A) In vivo co-immunoprecipitation of AnkB and SKP1 in co-transfected cells. HEK-293 cells were co-transfected with plasmids encoding 3X-Flag AnkB, AnkB⁹L¹⁰P/AA, BAP or SKP2 and SKP1-GST. Total protein input in total cell lysate was equivalent in all the lanes (not shown). Cell lysates were purified using anti-flag resin and the resulting supernatants were analyzed by immunoblotting with antibodies against Flag and GST. B) Representative confocal images of HEK-293 cells that were untreated or transfected with RNAi followed by infection and labeling of the bacteria at 16 h to score replicative vacuoles. C) Quantitative analyses of the formation of replicative vacuoles were based on examination of 100 infected cells. The different color bars represent the number of bacteria/vacuole. The data represent analyses of the mean and standard deviations of 100 infected cells, and are representative of two independent experiments. D) Knockdown expression of SKP1 protein by siRNA silencing in HEK-293 cells was confirmed by Western blot of HEK-293 cell lysates probed with an anti-SKP1 antibody.
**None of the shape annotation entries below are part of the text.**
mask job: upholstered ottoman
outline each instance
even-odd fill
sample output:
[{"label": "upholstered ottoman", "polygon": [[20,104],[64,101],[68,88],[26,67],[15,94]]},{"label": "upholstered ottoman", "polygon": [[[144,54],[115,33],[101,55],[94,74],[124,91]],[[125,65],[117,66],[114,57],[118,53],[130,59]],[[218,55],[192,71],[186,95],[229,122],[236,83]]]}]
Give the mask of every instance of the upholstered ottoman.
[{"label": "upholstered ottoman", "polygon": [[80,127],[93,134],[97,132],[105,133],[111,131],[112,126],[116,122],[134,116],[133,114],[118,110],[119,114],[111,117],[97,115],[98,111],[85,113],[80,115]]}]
The blots were re-probed with anti-actin antibodies, which showed equivalent quantities of proteins were loaded onto the gel. The results are representative of three independent experiments.

Figure 7. The L. pneumophila ankB mutant is defective in the A/J mouse model of Legionnaires' disease.
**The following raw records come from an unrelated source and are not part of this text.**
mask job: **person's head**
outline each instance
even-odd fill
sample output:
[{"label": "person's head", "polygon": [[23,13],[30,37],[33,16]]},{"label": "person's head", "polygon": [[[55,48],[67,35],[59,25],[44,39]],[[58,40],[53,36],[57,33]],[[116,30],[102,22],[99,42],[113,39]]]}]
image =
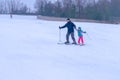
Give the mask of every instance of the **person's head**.
[{"label": "person's head", "polygon": [[79,30],[81,30],[81,27],[78,27]]},{"label": "person's head", "polygon": [[67,18],[67,21],[70,21],[70,18]]}]

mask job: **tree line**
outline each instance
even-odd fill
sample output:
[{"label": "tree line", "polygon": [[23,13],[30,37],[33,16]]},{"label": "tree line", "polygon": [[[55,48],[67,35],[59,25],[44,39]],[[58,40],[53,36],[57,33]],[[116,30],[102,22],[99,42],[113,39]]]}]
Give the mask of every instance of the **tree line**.
[{"label": "tree line", "polygon": [[120,0],[36,0],[35,9],[43,16],[109,20],[120,17]]},{"label": "tree line", "polygon": [[30,8],[20,0],[0,1],[0,14],[27,14]]}]

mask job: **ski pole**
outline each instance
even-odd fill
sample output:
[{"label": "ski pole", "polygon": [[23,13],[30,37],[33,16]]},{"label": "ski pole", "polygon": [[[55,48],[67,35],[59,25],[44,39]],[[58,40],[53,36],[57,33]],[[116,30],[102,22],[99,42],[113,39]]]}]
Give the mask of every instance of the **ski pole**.
[{"label": "ski pole", "polygon": [[61,29],[59,29],[59,42],[61,42]]},{"label": "ski pole", "polygon": [[87,34],[88,38],[91,40],[91,38],[90,38],[90,36],[88,35],[88,33],[86,33],[86,34]]}]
Three A/J mice for each time point were infected with 10⁶ CFUs of L. pneumophila WT strain or the ankB mutant. After 2 h, 1 day, 2, 3 and 7 days of infection, three mice were sacrificed and lungs were obtained, homogenized and dilutions were plated on agar plated for CFU enumeration after incubation for 72–96 h. The results are the mean of 3 mice/time point. These results are representative of two independent experiments.